Un altro gol. Due tocchi. In una partita contro il Brescia. Al limite dell’area Amantino Mancini appoggia verso Totti che sta arrivando nei pressi della lunetta. Il primo tocco è un leggero esterno destro che serve a orientare il pallone verso la porta e a saltare un difensore bresciano. Il secondo tocco è un pallonetto stupendo che sembra la cosa più semplice del mondo.
Totti e l’apertura al buio sono nel mio archivio delle cose perdute non perché io non possa rivedere le sue azioni mille volte, ma perché non ve ne saranno di nuove.

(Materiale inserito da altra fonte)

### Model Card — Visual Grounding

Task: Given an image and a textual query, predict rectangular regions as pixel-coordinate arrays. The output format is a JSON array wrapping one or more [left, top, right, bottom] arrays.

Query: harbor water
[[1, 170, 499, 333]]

I video ci danno la possibilità di ritornare alla bellezza, ma è una bellezza che conosciamo, ed è comunque un conforto, la memoria di cui parla Judith Schalansky. Quello che ci manca, ciò che è perduto, è l’inaspettato, l’attimo in cui Totti si preparava a fare qualcosa - fosse un lancio di cinquanta metri, un tunnel, o un tiro dai trenta metri – e noi non sapevamo ancora cosa sarebbe accaduto. Quella sospensione era la soglia dalla quale i nostri occhi avrebbero oltrepassato il buio.
«Qualcuno diceva / qualcosa sulle ombre che coprivano il campo […]». Quando leggo questi versi di Mark Strand (tradotti da Damiano Abeni) penso a Francesco Totti, ci ha detto molto sulle ombre che coprivano il campo, su come liberarsene.